A double take in black & white
When Kylie Hodgson gave birth to twin daughters by caesarean section, she was just relieved that they had arrived safely. It was only when the midwife handed them over for her to hold that she noticed the difference between them.
Remee, who weighed 5lb 15oz, was blonde and fair skinned. Her sister Kian, born a minute later weighing 6lb, was black. "It was a shock when I realized that my twins were two different colors," said Kylie, 19. "But it doesn't matter to us - they are just our two gorgeous little girls."
The amazing conception happened after two eggs were fertilized at the same time in the womb.
Both Kylie and her partner Remi Horder, 17, are of mixed race. Their mothers are both white and their fathers are black.
According to the Multiple Births Foundation, baby Kian must have inherited the black genes from both sides of the family, whilst Remee inherited the white ones.
"I noticed that both of them had beautiful blue eyes, but whilst Remee was blonde, Kian's hair was black and she had darker skin.
"It seemed strange, but I was feeling so ill that I didn't really take it in at that stage."
The next day she mentioned the color difference to her mother, who told her that Remee's skin would darken as she grew older.
But as the weeks passed, Remee became lighter still while Kian went darker. And while Remee's eyes stayed blue, Kian's turned brown.
"There are some similarities between them," said their mother. "They both love apples and grapes, and their favorite television program is Teletubbies.
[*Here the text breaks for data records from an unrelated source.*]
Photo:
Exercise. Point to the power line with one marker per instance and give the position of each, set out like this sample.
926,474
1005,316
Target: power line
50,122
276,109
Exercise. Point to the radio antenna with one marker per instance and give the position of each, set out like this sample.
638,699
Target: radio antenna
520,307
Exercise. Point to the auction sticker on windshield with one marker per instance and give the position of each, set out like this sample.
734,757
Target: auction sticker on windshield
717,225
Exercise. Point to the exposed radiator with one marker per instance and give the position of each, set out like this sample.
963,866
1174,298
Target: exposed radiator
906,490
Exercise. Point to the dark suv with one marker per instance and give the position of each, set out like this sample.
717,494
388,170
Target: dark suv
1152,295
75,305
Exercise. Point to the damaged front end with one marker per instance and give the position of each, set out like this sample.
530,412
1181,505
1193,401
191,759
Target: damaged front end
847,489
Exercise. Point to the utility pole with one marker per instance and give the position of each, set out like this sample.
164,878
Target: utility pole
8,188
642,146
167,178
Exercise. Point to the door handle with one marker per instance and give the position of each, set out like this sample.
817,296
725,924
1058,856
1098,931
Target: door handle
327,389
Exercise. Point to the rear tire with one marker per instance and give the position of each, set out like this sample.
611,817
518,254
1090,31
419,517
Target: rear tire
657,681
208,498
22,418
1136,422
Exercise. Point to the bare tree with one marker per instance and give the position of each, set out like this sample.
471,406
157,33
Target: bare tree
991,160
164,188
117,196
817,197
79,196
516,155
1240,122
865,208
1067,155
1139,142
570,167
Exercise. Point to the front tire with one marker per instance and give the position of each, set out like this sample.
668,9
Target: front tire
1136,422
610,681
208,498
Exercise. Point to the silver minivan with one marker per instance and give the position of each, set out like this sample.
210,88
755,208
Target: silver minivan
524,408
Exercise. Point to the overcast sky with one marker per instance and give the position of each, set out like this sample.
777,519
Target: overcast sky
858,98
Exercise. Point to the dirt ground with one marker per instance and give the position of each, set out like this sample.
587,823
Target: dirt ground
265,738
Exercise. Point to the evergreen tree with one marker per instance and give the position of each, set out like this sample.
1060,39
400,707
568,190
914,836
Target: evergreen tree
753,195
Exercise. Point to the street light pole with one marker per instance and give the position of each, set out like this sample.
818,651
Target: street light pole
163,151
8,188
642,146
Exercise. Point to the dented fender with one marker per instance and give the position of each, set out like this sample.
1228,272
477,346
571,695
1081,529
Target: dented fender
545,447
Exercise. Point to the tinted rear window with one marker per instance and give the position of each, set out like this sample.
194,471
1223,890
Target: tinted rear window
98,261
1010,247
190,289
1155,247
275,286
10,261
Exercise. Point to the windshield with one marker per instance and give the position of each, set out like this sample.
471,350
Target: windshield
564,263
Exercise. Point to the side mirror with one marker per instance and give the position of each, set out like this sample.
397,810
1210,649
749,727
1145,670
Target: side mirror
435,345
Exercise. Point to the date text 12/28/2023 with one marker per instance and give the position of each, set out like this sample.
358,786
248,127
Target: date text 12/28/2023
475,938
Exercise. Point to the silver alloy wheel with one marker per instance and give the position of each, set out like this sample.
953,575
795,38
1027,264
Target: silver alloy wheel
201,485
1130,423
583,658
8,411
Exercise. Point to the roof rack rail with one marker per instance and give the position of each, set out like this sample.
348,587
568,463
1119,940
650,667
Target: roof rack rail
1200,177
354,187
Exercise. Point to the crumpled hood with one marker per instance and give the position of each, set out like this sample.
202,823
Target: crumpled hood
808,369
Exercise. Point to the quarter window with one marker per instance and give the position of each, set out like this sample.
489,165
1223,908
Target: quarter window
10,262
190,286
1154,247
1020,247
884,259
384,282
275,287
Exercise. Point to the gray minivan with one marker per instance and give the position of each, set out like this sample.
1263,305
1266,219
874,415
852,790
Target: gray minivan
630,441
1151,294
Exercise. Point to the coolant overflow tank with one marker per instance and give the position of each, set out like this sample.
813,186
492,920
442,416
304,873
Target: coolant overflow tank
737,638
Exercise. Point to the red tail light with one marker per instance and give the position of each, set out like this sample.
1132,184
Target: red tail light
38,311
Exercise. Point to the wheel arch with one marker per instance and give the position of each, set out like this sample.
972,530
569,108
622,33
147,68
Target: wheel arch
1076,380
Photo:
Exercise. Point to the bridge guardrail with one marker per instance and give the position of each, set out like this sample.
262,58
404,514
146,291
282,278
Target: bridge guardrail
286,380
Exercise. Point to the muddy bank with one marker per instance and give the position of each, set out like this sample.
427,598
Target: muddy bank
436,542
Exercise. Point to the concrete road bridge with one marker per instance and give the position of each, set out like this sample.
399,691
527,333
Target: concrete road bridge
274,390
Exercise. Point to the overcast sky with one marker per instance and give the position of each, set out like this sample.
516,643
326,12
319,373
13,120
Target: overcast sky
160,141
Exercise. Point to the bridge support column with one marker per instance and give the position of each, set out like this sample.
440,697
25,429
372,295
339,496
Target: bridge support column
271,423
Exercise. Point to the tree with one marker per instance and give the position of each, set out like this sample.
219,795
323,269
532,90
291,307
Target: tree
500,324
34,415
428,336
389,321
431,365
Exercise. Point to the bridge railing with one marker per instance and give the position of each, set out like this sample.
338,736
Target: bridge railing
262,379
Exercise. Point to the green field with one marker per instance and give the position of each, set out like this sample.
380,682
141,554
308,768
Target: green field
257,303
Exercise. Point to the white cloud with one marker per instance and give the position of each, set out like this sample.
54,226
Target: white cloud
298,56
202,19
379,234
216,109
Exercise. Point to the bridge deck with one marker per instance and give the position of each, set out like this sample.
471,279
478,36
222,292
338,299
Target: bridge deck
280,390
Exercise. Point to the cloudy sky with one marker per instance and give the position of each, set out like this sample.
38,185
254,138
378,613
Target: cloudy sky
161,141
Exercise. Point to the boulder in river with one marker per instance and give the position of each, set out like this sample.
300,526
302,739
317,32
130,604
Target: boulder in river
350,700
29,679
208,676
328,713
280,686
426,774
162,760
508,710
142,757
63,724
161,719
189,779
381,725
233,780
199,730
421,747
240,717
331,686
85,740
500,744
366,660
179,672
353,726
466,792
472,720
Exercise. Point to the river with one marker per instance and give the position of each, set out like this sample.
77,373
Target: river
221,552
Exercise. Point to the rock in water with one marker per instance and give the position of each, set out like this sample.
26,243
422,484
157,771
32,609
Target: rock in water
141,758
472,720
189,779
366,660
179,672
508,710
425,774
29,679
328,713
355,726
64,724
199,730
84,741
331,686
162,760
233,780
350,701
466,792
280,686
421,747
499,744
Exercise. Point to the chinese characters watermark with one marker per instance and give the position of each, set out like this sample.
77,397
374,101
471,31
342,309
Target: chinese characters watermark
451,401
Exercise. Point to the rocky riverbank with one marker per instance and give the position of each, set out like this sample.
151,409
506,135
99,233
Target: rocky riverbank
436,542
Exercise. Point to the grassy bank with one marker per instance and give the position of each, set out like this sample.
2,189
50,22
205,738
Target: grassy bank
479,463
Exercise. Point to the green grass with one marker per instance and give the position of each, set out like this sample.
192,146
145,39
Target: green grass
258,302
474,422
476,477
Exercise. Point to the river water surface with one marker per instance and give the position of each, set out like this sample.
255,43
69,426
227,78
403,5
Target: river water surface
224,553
"If they haven't seen each other for a few hours, they are so pleased To see each other and will hold out their arms, wanting to hug each other. And their smiles just light up their faces.
"I'll explain it all to them when they get older about why they look so different."
The odds against of a mixed race couple having twins of dramatically different color are a million to one. If a sperm containing all-white genes fuses with a similar egg and a sperm coding for purely black skin fuses with a similar egg, two babies of dramatically different colors will be born.
The odds of this happening are 100 x 100 x 100 - a million to one.